Bikeforall.net readers also wanted clarification on the laws of whether you can get drunk and ride a bike. You sort of can, but it’s not to be recommended. Beer-goggles and bicycles do not mix. However, the clarity of the following might be improved after a swift half:
“In the UK, you can be fined for riding a bicycle whilst drunk (Road Traffic Act), but if you are found to be drunk whist pushing a bicycle you can be sent to prison for one month (Licencing & Planning Act).”
The last bit is true but as that arcane law also forbids public intoxication of any sort and says being drunk in charge of a horse, cow or steam engine incurs a £200 fine and possibly jail for up to 51 weeks, it’s clearly never enforced today. So, it can go in the long list of bicycle- and car-related dumb laws across the world. Such as?

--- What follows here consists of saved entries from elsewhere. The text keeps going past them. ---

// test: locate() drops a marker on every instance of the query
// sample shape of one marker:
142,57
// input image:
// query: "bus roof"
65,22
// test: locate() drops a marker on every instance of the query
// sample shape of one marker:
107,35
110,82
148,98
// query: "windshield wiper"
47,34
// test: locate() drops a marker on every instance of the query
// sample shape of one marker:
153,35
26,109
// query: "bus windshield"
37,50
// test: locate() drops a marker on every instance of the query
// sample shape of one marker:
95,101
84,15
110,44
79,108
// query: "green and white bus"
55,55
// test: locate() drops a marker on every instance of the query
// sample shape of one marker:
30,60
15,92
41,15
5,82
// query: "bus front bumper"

NO DIVE-BOMBING…NO BICYCLING
It is illegal to ride a bicycle in a swimming pool in California.
In Alabama, it is illegal for a driver to be blindfolded while driving a vehicle.
In California, no vehicle without a driver may exceed 60 miles per hour.
In Cathedral City, Ca., persons may not ride their bicycles through the ‘Fountain of Life’.
It is illegal to flag down a taxi in London if you have the plague. If you haven’t got the plague, and you flag down a taxi, make sure it has a bale of hay in it. And a sack of oats. Hackney carriages - once pulled by horses, not driven by bicycle-hating buffoons - are also supposed to be tethered when at taxi ranks, and councils have to provide water troughs at taxi stands.
Want to relieve yourself in public and not be touched by the long arm of the law? Wee up against the wheel of a Hackney carriage. But, by gads, make sure it’s the back wheel closest to the pavement!
In Wisconsin, don’t do any look-no-hands stuff. Or any sort of “fancy riding”:“Persons may not ride a bicycle with their hands off the handlebars. No bicycle shall be allowed to proceed in any street in the city by inertia or momentum with the feet of the rider removed from the bicycle pedals. No rider of a bicycle shall remove both hands from the handlebars or practice any trick or fancy riding in any street in the city…”
But it’s OK to ride with at least one hand in New Orleans.“Sec. 154-1414. One-handed steering. Every rider of a bicycle, tricycle or other vehicle propelled by hand or foot must keep at least one hand on the handlebars of his machine when riding it.”
When in the dead centre of town, don’t leave your bike leaning against a tree in Destin, Florida.“No person shall ride a bicycle on the grounds or property of any city cemetery. A bicyclist shall be permitted to park a bicycle outside the fenced area of any city cemetery in order for the bicyclist to attend a funeral service, visit a grave site, or attend any other ceremony or service. However, no bicyclist shall leave a bicycle lying on the ground or paving, or set against trees, or in any place or position where other persons may trip over or be injured by it.”
According to this report, there are more than 4,000 Public and General Acts, 11,000 Local Acts and 13,000 Private Acts dated before 1801 which are still on the British statute books.